To do this, the towering male nuzzles or taps the rump of the slightly smaller female. In some cases, he might simply hang about waiting nearby. Some females in heat will wait until a male is close to pee.
Once the male giraffe slurps some urine into his mouth he raises his head, sometimes spitting a stream from his mouth like a practiced wine snob, grimacing to allow the urine to pass through a specialized opening in the mouth’s roof into what’s known as the vomeronasal organ.
By this he assesses the pheromones to determine if the female is receptive to his advances.
Other ungulates’ vomeronasal organs have pronounced connections through their nose as well as mouth, but for giraffes the nasal connection is limited – an example of how their other anatomy has changed along with their extreme height.
The researchers also heard examples of giraffe warning growls. Giraffes were once thought to be silent but have recently been shown to cough, whistle, grunt, and even eerily hum to each other at night.
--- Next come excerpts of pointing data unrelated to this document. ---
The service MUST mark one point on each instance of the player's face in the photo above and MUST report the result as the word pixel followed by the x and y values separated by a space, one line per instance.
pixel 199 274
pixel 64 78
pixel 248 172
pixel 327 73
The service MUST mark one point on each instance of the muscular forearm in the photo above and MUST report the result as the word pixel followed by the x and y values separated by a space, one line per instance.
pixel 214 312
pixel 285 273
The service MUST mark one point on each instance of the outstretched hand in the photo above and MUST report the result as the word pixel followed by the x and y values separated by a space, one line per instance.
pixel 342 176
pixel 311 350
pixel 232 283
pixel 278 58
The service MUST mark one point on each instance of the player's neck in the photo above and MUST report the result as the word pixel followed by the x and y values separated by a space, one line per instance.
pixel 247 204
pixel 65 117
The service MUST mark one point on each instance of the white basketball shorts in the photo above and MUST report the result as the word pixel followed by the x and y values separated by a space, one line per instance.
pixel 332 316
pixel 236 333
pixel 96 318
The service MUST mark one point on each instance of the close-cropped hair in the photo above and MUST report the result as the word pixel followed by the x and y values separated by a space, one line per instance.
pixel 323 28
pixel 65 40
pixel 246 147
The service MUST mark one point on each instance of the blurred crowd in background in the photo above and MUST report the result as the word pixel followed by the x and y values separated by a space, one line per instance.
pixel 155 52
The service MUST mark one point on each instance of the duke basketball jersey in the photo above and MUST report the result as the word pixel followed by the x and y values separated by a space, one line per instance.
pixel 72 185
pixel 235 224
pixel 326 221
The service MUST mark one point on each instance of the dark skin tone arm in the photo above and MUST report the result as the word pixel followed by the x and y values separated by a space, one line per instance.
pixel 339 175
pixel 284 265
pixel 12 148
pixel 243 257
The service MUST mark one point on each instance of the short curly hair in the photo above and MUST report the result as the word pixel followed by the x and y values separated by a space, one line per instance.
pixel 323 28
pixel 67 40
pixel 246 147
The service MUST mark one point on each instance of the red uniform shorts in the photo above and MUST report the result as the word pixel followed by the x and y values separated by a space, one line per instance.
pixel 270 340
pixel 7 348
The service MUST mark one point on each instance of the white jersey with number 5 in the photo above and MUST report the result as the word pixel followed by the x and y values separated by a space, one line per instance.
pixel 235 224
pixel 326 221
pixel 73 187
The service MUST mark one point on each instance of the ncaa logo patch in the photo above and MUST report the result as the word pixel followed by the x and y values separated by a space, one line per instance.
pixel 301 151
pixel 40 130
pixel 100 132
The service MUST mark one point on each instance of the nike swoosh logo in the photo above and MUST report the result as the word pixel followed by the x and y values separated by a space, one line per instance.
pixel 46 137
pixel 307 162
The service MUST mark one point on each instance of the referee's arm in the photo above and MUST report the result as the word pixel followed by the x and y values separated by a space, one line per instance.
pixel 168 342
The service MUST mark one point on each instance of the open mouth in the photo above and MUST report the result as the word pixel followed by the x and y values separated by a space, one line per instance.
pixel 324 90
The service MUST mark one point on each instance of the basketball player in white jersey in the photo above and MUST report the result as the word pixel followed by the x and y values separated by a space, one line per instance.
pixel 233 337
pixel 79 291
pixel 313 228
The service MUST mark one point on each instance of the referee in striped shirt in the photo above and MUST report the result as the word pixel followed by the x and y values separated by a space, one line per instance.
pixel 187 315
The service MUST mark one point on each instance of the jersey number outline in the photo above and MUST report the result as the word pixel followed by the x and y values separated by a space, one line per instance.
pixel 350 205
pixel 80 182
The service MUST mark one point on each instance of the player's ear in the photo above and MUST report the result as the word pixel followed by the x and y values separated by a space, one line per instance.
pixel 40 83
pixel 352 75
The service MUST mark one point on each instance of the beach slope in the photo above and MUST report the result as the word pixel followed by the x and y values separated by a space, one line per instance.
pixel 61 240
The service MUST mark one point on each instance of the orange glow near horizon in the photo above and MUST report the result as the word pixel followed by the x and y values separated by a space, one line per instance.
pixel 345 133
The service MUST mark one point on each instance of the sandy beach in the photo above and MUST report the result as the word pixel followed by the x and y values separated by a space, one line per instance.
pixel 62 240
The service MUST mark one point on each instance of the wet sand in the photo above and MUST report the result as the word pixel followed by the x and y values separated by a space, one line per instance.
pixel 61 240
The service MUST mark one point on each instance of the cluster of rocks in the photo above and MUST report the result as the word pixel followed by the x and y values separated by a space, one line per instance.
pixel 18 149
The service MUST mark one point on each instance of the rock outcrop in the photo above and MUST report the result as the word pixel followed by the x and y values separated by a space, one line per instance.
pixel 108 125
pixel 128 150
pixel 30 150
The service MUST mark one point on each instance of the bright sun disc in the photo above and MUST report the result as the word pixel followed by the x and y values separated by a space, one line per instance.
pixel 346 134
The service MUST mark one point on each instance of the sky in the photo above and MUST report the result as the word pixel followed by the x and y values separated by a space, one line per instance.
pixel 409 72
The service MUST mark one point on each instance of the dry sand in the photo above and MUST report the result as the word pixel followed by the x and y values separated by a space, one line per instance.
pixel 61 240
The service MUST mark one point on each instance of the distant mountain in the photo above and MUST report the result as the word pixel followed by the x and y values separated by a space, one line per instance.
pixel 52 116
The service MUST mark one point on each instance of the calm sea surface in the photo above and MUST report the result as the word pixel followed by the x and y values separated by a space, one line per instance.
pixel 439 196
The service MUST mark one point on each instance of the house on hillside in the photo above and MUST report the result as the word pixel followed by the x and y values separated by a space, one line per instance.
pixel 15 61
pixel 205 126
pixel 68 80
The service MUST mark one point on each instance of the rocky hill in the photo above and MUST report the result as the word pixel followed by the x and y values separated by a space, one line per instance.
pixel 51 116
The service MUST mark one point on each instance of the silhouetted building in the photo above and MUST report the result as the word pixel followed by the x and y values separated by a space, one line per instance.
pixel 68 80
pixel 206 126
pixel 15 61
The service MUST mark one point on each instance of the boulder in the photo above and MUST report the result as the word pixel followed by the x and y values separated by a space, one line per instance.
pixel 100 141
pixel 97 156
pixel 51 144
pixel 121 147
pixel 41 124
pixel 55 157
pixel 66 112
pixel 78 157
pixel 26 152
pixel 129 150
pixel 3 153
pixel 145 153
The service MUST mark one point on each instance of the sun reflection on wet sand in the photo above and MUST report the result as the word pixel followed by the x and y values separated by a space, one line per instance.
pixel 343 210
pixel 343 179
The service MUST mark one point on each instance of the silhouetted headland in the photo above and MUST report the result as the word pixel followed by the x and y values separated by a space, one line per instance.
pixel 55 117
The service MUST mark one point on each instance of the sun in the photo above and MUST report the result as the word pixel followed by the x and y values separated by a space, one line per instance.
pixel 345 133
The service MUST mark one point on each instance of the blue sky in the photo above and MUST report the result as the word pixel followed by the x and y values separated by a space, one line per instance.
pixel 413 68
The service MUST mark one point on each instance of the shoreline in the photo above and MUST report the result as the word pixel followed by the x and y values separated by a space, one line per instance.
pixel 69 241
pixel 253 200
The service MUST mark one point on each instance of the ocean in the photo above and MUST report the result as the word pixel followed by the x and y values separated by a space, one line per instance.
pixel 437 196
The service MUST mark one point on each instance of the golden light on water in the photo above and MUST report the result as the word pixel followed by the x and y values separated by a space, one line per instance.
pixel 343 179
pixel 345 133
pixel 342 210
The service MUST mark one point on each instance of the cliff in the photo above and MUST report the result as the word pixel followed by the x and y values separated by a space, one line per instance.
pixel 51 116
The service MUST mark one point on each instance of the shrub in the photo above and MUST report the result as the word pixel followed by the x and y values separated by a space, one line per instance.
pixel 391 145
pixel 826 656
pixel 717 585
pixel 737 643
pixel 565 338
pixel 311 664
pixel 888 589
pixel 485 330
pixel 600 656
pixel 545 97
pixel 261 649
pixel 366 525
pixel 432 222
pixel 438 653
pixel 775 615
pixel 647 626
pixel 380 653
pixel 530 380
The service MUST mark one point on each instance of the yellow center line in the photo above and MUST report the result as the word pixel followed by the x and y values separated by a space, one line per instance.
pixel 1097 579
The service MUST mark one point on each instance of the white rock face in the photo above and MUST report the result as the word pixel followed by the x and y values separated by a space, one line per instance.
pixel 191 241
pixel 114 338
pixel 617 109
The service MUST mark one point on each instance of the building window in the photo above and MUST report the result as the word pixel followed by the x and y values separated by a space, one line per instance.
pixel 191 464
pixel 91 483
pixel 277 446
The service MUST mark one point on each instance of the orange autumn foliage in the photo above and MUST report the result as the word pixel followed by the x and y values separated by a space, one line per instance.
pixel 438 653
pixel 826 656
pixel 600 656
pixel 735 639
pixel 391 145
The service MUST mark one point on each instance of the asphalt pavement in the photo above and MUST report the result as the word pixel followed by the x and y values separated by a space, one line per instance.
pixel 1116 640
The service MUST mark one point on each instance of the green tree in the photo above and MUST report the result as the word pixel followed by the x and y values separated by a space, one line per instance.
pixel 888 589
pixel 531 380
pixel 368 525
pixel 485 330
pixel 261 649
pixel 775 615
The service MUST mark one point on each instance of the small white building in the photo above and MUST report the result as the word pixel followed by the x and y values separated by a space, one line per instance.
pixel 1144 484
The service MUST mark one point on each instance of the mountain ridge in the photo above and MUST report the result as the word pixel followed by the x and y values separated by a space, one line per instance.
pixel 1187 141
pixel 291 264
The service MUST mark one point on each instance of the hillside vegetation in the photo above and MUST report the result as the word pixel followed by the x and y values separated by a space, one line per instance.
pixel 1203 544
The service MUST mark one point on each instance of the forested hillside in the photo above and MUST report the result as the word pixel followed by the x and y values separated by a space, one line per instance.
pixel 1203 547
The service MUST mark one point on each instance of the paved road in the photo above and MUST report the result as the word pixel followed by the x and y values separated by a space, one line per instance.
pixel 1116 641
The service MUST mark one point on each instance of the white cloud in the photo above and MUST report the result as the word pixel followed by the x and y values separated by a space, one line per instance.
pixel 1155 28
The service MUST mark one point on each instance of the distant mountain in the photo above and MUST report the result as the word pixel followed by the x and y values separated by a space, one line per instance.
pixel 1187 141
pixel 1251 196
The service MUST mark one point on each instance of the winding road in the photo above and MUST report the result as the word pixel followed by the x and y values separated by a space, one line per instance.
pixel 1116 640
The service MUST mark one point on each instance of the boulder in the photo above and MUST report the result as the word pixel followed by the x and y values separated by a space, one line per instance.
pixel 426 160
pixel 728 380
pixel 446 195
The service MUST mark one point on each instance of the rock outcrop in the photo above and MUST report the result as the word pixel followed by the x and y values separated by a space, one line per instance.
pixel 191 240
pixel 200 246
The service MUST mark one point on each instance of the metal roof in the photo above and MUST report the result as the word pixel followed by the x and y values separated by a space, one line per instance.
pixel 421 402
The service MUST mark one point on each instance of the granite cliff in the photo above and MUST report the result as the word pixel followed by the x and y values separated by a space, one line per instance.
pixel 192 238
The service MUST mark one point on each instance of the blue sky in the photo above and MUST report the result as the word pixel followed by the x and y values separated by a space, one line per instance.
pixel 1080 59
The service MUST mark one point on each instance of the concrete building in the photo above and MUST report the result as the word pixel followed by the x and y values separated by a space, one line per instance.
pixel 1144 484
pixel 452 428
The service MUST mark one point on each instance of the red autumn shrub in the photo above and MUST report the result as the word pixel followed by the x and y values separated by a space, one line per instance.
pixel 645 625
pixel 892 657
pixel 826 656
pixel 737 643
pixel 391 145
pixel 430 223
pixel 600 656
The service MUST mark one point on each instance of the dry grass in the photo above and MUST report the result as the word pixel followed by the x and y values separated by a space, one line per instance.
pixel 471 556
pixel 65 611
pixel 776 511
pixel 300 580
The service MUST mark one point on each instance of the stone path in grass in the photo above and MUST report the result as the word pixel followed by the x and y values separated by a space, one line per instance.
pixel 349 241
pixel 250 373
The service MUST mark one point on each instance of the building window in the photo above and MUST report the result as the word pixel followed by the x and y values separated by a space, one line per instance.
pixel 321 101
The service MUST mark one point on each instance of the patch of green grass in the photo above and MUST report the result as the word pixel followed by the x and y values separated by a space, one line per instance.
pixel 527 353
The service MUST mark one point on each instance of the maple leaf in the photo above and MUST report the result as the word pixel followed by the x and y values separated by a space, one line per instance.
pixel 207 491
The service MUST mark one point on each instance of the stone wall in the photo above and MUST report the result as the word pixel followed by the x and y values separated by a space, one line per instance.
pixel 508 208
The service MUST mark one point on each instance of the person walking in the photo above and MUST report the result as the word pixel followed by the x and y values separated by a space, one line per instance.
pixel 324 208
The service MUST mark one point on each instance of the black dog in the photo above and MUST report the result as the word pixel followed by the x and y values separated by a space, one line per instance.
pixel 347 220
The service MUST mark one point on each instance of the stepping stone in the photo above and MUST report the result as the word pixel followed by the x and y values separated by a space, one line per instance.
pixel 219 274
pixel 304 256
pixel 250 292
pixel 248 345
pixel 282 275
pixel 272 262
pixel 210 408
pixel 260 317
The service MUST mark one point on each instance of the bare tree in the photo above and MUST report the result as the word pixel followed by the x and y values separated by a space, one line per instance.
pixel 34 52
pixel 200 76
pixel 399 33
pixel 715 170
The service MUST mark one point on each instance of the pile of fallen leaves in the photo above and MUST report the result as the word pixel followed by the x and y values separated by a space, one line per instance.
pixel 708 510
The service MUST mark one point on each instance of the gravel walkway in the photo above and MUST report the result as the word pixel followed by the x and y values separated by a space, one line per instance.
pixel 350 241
As if witnessing the intimate relations of giraffes in lust wasn’t enough, the Harts observed a steady procession of the animals file by to examine one of their own dead, seemingly in mourning.
It’s important not to anthropomorphize the animals, of course. After all, as the Harts speculate, they could have been looking for bones to chew.
They noticed these giant herbivores gnawing on bones almost every day of their observations. While this macabre behavior, called osteophagia, has been seen before, it was thought to be rare. Why occurs it in giraffes at all is unknown but other herbivores use it to increase their calcium intake.
It appears to be a risky thing to do though – several giraffes ended up getting the bones lodged in their mouths and were unable to remove them.
“People love watching giraffes,” notes Benjamin Hart. “I think the more the public understands about them, the more interested they’ll be in their conservation.”
Let’s hope so, as this rare remaining example of megafauna continues to decline in numbers thanks to the usual suspects of habitat loss, poaching and ecological change.
In 2016 a study identified their numbers had plummeted by up to 40 percent in 30 years, which saw giraffes officially listed as vulnerable on IUCN’s threatened species list.
Maybe knowing their appearance isn’t the only strange thing about them will help convince us to keep them around for as long as possible.
This research was published in Animals.